“Hmm, yes, that may have been it. Your kind is so clever, so creative! Tell me, then, pet, will you turn your attention to another question? A brief departure from our tale is all, to an earlier time, to ply your nimble mind to a deeper mystery. And perhaps to come to know more of me, when I was a bit less... shocking. Agreed? Then let me spin a yarn.”
* * * * * * * * * * * * *
It began innocently, in a faraway kingdom, as most tales of princesses do. Good fortune and good character had brought the land to blessed times under her father’s reign, and he was equally blessed with a happy marriage to a wonderful queen, who, in due course, bore him a happily gurgling baby daughter. Idyllic and serene were those first years of her precocious ramblings about the palace, first on all fours, then on her own two legs, and always with a singular smile on her face, and a sparkle in her eyes.
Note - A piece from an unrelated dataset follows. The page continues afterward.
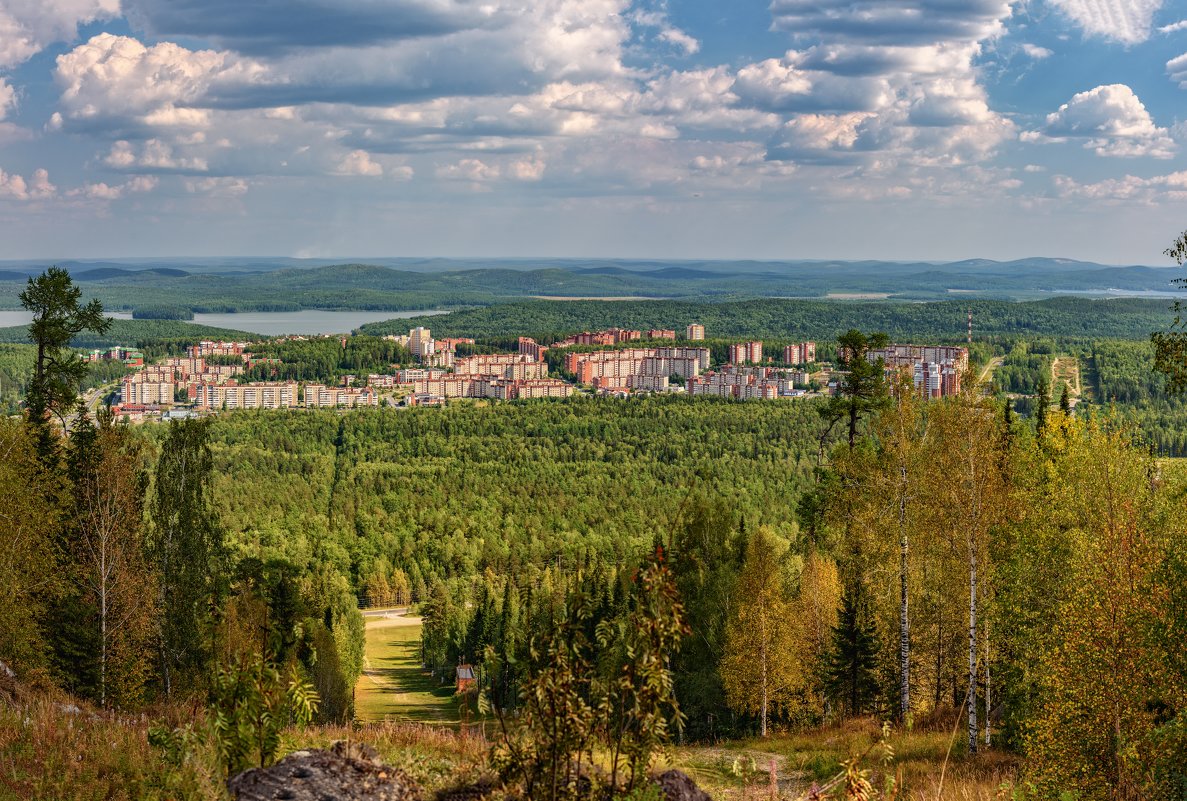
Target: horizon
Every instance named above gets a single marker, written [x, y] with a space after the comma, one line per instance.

As she grew, so grew her parents’ and her subjects’ estimation of her. She seemed to be possessed of her father’s kindness, and her mother’s wit, and even animated by the vigorous zeal for life that many attributed to her grandsire, who had won great glories at tournament in his days as a petit-enfant of the kingdom, when noble men were still inclined to tilt with him for all their worth, before his ascension to the throne became eminent and he was sadly reduced to the indulgence of his athletic spirit by playing at racquets, a far less potentially lethal pastime. By all accounts, though, he made as fine a showing on the clay as he had in the arena, and his granddaughter followed in kind, earning a reputation at twelve years old as a dogged opponent at rally and volley for even experienced adults, made all the more unsettling by her seemingly boundless energy and her ever-present smile.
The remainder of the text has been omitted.